Il primario, alla Asl di Viterbo dal 1999, è assistito dagli avvocati Elisabetta Centogambe e Alessandro Diddi.
La Asl di Viterbo aveva chiesto la trasmissioni degli atti dell’inchiesta per le valutazioni del caso.
Alla luce della gravità delle accuse – che comprendono corruzione, falso e truffa aggravata – l’Azienda sanitaria locale di Viterbo ha adottato un provvedimento disciplinare nei confronti del dirigente medico. Con la deliberazione n. 474 del 6 maggio 2025, la direzione generale ha disposto la sospensione cautelare immediata di Paolo Cardello.
Il provvedimento, adottato in base all’art. 51 del Ccnl Area Sanità 2019/2021, resterà in vigore fino alla conclusione del procedimento penale, attualmente pendente con il n. 1970/2024 R.G.N.R. Durante la sospensione, al medico verrà corrisposta un’indennità pari al 50% dello stipendio tabellare e la sola anzianità di servizio.

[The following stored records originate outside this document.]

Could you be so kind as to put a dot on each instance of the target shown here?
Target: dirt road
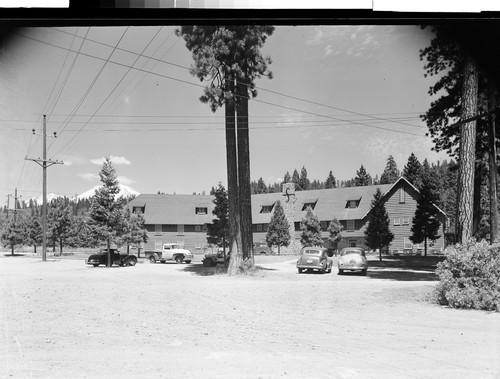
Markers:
(63, 319)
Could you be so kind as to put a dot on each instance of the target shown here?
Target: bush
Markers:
(469, 277)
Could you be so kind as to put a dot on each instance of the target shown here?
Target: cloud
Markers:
(114, 160)
(90, 177)
(125, 180)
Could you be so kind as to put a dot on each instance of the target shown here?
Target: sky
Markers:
(340, 97)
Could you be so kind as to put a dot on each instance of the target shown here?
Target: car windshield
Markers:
(357, 252)
(312, 252)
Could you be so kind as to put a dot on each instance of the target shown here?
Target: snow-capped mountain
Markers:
(125, 191)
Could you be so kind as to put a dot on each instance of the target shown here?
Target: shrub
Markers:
(469, 277)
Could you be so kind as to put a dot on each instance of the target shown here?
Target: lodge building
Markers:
(183, 219)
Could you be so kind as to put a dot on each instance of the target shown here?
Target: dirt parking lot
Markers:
(64, 319)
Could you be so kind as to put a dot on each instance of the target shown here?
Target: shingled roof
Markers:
(175, 209)
(330, 203)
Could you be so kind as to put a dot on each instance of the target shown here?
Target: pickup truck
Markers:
(170, 252)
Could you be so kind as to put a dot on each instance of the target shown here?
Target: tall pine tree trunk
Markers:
(244, 171)
(232, 177)
(492, 153)
(467, 151)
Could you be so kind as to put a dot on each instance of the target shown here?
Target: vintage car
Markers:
(352, 259)
(314, 258)
(121, 259)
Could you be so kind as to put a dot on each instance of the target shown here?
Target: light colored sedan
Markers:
(352, 259)
(314, 258)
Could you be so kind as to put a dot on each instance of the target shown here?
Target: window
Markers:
(402, 195)
(138, 210)
(158, 229)
(180, 229)
(201, 210)
(267, 208)
(350, 225)
(352, 203)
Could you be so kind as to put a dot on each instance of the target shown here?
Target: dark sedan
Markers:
(117, 258)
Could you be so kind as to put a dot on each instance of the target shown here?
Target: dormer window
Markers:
(267, 208)
(201, 210)
(309, 203)
(352, 203)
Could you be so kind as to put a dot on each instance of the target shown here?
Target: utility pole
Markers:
(44, 163)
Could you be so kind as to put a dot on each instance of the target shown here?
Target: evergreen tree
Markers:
(218, 230)
(33, 231)
(12, 234)
(287, 178)
(335, 233)
(378, 233)
(105, 212)
(413, 171)
(304, 182)
(278, 232)
(362, 178)
(296, 180)
(311, 230)
(229, 58)
(261, 186)
(330, 181)
(425, 224)
(391, 172)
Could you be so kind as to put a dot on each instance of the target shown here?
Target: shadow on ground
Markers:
(199, 269)
(405, 268)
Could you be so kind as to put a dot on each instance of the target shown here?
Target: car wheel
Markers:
(132, 262)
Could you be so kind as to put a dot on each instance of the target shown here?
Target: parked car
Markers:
(121, 259)
(352, 259)
(261, 248)
(170, 252)
(314, 258)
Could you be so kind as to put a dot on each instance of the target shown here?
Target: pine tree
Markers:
(391, 172)
(362, 178)
(304, 182)
(105, 212)
(261, 186)
(278, 233)
(335, 233)
(311, 230)
(287, 178)
(413, 171)
(296, 180)
(330, 181)
(425, 225)
(218, 230)
(378, 233)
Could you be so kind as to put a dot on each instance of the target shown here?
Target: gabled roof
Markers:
(330, 203)
(175, 209)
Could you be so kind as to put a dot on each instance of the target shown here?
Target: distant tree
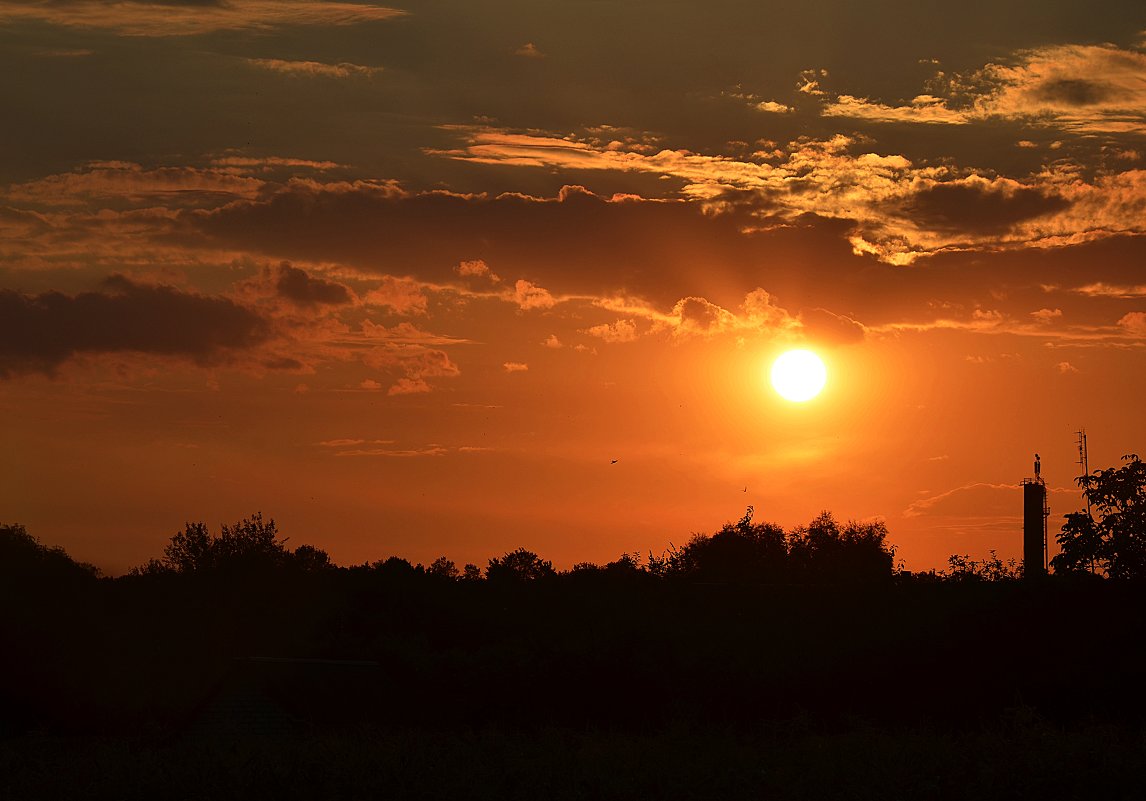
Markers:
(519, 565)
(963, 568)
(1114, 544)
(311, 559)
(444, 568)
(738, 552)
(252, 543)
(822, 551)
(190, 550)
(398, 568)
(250, 546)
(24, 560)
(626, 564)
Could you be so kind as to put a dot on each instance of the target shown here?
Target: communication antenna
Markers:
(1083, 462)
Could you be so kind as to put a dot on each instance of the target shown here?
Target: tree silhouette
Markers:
(824, 552)
(444, 568)
(740, 551)
(23, 559)
(250, 546)
(1114, 544)
(519, 565)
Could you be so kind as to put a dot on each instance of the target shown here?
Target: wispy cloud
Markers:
(314, 69)
(173, 18)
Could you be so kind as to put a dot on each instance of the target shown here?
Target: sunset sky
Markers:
(409, 279)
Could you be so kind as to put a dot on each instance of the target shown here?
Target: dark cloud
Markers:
(575, 243)
(1073, 92)
(826, 327)
(981, 207)
(303, 289)
(38, 332)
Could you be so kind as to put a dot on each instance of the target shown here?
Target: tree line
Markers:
(1107, 541)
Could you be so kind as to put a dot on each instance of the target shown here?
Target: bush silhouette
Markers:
(1114, 544)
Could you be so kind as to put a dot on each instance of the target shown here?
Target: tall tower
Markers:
(1035, 512)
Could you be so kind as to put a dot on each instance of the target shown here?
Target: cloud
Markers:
(772, 107)
(194, 17)
(1133, 323)
(1105, 290)
(400, 296)
(110, 180)
(1085, 88)
(314, 69)
(899, 211)
(620, 331)
(982, 205)
(303, 289)
(248, 164)
(699, 316)
(923, 109)
(415, 363)
(1080, 88)
(979, 499)
(530, 296)
(40, 332)
(1048, 315)
(826, 327)
(476, 268)
(409, 386)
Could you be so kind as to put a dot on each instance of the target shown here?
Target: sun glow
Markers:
(799, 375)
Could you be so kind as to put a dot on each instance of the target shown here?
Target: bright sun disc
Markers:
(799, 375)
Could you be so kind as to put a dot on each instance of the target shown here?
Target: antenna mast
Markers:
(1083, 462)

Nessuna misura cautelare è stata invece disposta nei confronti del medico e degli altri indagati, mentre secondo l’avviso di fine indagini i famosi nove “beneficiari” avrebbero sborsato 300 euro in cambio di risonanze magnetiche “pilotate” a ginocchia, caviglie e polsi infortunati in modo da accedere a più cospicui indennizzi dalla assicurazioni, che si sarebbero insospettite facendo scattare l’inchiesta che, come è noto, avrebbe un ulteriore filone relativo a Civita Castellana.
In base alle indagini, i “pazienti” di Cardello avrebbero anche avuto una corsia preferenziale per accedere agli accertamenti saltando la trafila del centro prenotazioni cup.
In questo contesto Pasqualino Catanea avrebbe avuto il ruolo di “intermediario”. Sarebbe stato lui a reperire clienti al primario, sembra grazie a una consolidata rete di contatti, su cui starebbero facendo approfondimenti gli inquirenti, che gli avrebbero permesso di intercettare vittime di infortuni e sinistri per i quali si sarebbero resi necessari esami e visite specialistiche ai fine del risarcimento dei danni.
Presunzione di innocenza
Nel sistema penale italiano vige la presunzione di innocenza fino alla sentenza definitiva. Presunzione di innocenza che si basa sull’articolo 27 della costituzione italiana secondo il quale una persona “non è considerata colpevole sino alla condanna definitiva”.